James Smith is trapped. He's pulled back the curtain and seen the Wizard and all the rest seems pointless now. Nomi is his last hope. She "burns when she dances," and in that burning, he sees a phoenix of hope, in a city drowning in flash, and lacking in substance. He knows dancing ain't fucking and fucking ain't dancing and Penny ain't Nomi and Nomi ain't Penny. He knows he's going nowhere, but he has nowhere else to go. He's figured it all out. He's at the end. But he has a tape and a routine and if he can just find someone who can dance and is willing to fucking him, James Smith will own Vegas. I smell sequel.

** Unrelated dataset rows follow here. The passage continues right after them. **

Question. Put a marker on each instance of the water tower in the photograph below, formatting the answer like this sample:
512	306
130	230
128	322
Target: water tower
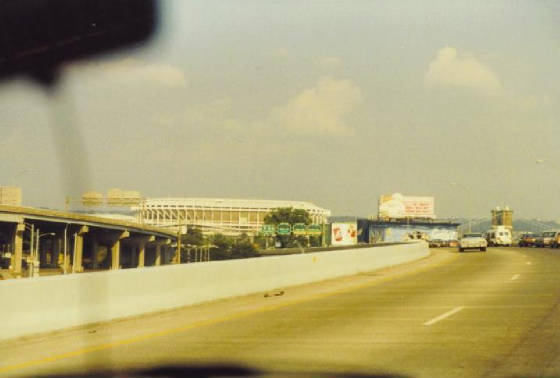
502	217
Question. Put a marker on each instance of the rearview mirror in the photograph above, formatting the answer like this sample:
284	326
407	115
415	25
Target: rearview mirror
38	36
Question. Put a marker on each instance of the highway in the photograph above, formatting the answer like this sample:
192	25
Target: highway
493	314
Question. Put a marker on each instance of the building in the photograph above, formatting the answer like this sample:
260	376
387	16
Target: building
502	217
215	215
10	195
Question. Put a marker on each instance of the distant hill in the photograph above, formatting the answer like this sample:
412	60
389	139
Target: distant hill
527	225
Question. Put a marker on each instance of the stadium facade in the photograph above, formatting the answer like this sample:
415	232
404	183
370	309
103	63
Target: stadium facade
216	215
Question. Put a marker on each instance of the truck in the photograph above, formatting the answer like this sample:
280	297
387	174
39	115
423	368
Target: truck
499	236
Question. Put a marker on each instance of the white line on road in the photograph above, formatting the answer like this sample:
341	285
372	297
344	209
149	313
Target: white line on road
443	316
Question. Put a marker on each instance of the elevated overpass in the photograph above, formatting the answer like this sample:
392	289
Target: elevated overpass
74	242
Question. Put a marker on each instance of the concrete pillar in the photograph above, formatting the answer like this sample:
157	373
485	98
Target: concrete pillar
142	241
158	255
57	250
18	249
94	252
115	254
116	250
141	254
77	261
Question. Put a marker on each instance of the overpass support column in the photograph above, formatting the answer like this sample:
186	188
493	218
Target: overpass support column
18	249
94	252
142	249
77	261
116	250
158	255
161	253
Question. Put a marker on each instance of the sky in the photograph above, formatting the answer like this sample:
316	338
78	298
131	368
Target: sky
332	102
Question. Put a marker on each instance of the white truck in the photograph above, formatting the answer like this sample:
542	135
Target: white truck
499	236
472	241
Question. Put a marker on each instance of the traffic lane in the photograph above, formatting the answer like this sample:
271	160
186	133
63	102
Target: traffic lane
380	328
40	350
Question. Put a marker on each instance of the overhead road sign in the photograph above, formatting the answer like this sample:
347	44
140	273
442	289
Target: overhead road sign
299	229
284	229
268	229
314	229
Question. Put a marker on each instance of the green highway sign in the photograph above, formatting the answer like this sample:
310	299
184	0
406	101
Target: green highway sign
314	229
299	229
284	229
268	229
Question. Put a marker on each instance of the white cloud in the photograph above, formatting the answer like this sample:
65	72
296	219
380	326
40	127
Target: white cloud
135	71
453	69
321	109
330	63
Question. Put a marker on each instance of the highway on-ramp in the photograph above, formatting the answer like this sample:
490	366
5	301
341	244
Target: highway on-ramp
452	314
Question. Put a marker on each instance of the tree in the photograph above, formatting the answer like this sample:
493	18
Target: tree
291	216
222	247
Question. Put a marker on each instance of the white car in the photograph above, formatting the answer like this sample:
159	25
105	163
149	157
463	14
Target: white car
472	241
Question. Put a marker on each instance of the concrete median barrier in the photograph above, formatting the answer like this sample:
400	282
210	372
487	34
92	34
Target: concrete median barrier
50	303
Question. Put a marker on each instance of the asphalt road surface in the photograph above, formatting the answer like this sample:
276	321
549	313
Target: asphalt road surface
474	314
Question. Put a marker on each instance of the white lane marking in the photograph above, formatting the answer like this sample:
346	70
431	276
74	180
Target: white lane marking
443	316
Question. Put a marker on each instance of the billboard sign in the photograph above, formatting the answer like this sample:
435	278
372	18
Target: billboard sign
344	233
397	206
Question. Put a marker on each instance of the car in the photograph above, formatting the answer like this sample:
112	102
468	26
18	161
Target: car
472	241
435	243
555	241
545	239
527	239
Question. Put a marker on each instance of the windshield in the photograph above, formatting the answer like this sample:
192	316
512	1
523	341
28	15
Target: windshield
279	187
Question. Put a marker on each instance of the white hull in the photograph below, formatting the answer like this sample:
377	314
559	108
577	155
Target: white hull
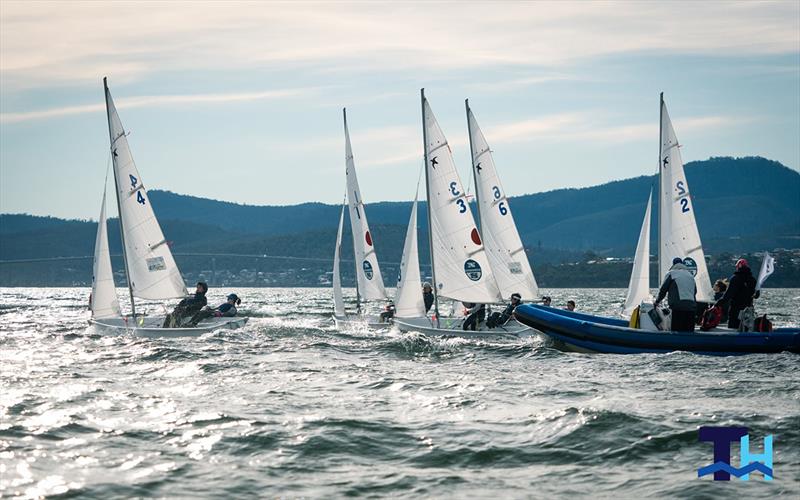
355	321
151	327
453	327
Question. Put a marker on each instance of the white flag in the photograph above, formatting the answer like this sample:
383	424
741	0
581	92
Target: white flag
767	267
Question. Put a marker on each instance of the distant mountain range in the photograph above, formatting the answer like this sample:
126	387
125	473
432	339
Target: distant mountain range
742	205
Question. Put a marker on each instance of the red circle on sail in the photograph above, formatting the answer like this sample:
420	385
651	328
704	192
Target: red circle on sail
476	237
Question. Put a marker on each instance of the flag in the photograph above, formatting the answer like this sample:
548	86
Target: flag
767	268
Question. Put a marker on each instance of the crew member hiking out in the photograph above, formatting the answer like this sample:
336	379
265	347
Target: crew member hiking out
187	306
680	289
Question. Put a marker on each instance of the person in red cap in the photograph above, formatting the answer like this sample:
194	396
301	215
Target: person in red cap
740	293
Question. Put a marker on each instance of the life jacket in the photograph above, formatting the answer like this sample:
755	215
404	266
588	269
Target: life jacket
762	324
711	318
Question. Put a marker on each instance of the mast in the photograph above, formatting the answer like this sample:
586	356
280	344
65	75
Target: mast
472	163
660	187
352	226
428	198
119	207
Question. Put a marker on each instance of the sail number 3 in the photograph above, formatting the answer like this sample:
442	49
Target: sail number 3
139	195
462	206
502	205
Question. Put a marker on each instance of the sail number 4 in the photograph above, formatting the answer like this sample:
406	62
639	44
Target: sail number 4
139	195
681	192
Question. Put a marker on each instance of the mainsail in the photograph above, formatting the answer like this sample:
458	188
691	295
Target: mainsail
408	298
639	285
338	300
368	273
507	257
152	272
460	266
104	294
678	236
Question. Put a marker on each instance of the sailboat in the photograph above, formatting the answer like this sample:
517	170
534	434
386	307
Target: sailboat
677	237
150	269
460	267
369	281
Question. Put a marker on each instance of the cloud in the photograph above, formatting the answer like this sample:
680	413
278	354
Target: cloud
67	43
151	101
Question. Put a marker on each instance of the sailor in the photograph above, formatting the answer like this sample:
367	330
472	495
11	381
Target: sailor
427	296
388	312
680	289
740	293
226	310
499	319
187	306
475	314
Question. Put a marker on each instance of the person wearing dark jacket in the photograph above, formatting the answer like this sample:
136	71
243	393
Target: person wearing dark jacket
680	289
475	314
427	296
740	293
188	306
499	319
226	310
720	286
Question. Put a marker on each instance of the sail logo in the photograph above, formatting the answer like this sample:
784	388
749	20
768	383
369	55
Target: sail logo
691	265
722	437
367	269
473	270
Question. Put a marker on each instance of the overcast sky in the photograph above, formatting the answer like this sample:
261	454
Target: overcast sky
242	101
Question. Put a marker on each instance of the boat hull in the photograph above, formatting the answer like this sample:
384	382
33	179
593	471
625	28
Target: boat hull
585	333
151	327
452	327
350	321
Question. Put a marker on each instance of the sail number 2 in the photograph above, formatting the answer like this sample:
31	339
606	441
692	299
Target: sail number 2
462	205
139	196
684	201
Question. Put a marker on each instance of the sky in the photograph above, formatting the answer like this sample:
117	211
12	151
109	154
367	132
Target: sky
242	101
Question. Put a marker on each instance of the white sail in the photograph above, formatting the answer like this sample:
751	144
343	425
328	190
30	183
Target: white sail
338	300
639	285
152	272
408	298
368	273
678	236
461	267
507	256
104	294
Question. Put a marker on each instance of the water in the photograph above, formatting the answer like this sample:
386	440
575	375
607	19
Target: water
290	407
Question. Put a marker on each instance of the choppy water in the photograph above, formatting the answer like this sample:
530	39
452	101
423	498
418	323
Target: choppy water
290	407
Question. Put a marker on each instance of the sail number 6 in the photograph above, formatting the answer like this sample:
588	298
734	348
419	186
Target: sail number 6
684	201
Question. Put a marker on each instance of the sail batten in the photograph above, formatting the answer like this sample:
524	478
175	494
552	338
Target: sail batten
152	271
504	248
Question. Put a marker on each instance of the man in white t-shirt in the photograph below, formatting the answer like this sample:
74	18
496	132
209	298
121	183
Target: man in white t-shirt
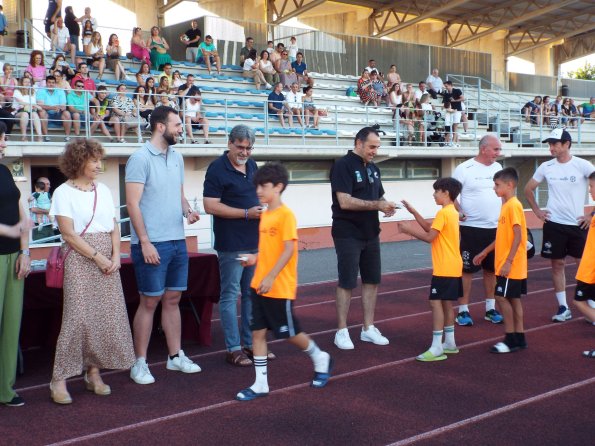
479	210
565	223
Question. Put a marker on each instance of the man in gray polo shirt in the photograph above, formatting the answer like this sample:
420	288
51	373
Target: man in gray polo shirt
156	204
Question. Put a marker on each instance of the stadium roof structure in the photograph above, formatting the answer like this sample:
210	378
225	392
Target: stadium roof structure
529	24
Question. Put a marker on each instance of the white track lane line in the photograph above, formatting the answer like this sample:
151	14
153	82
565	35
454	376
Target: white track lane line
199	410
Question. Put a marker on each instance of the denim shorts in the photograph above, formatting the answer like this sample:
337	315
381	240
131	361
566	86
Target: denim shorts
170	275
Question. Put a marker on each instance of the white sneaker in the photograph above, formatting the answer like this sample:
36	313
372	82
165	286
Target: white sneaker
140	372
372	334
342	340
182	363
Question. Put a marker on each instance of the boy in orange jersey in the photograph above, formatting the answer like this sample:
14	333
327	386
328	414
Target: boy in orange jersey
274	283
447	266
585	276
510	261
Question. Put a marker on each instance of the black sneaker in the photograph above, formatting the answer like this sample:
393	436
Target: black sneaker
15	402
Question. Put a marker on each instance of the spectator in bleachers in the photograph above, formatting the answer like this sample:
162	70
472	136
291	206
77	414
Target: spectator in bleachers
251	69
587	110
53	12
531	110
245	51
36	67
53	107
78	105
83	75
190	39
138	47
287	75
300	68
74	28
267	69
207	54
293	102
434	83
113	52
124	115
392	77
310	108
365	90
95	54
158	46
25	108
194	117
276	105
61	39
64	67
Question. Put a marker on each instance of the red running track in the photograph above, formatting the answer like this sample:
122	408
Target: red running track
378	395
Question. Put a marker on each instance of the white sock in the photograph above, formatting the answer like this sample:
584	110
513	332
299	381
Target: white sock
490	304
261	384
319	358
449	337
436	348
561	296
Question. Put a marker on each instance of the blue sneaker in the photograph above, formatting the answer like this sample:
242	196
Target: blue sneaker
464	319
494	317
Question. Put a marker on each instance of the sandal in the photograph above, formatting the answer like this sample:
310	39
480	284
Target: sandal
238	358
250	354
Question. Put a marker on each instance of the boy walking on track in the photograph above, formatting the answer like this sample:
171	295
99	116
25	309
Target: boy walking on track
274	284
447	266
510	261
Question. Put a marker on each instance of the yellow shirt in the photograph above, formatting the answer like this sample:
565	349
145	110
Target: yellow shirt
586	269
277	226
511	214
446	257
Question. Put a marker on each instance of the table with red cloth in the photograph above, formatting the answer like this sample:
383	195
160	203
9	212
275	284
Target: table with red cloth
42	307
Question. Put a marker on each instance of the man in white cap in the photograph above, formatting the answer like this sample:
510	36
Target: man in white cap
565	223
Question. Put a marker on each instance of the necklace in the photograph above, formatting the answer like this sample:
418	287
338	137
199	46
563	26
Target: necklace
73	184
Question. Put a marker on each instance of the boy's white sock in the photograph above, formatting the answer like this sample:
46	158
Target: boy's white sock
490	304
561	296
436	348
261	384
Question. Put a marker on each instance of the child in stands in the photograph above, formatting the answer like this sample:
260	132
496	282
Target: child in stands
275	282
447	265
510	261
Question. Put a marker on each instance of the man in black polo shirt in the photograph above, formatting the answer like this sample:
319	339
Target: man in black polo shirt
358	195
230	196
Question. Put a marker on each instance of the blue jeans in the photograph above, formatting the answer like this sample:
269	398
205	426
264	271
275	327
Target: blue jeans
235	279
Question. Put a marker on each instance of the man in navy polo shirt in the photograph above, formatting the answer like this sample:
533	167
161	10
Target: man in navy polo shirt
358	195
230	196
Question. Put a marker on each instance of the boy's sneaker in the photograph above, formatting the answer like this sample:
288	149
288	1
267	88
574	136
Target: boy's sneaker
140	373
494	317
562	315
464	319
182	363
342	340
372	334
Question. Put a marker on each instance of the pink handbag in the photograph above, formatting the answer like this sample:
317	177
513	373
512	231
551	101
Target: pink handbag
54	269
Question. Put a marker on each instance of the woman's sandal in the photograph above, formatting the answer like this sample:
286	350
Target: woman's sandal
238	358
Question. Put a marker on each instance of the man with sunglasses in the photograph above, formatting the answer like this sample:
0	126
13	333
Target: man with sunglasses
230	196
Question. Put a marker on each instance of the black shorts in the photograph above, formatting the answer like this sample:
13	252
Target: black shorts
446	288
355	255
473	241
584	291
274	314
560	241
510	288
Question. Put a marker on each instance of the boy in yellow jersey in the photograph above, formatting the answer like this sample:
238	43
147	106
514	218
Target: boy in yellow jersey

(As part of The Showgirls Blog Orgy.)


At 6:43 AM, Blogger girish said...

Wow. Showgirls through the lens of James Smith. I would never of thunk of it, but it totally works!
I dig it, Tim.

At 3:13 PM, Anonymous Peter Nellhaus said...

Considering the use of food in the film, it is probably no coincidence that James talks about working in a grocery store in his last scene.

At 4:23 PM, Blogger Eric Henderson said...

The Boris Lermontov! Brilliant!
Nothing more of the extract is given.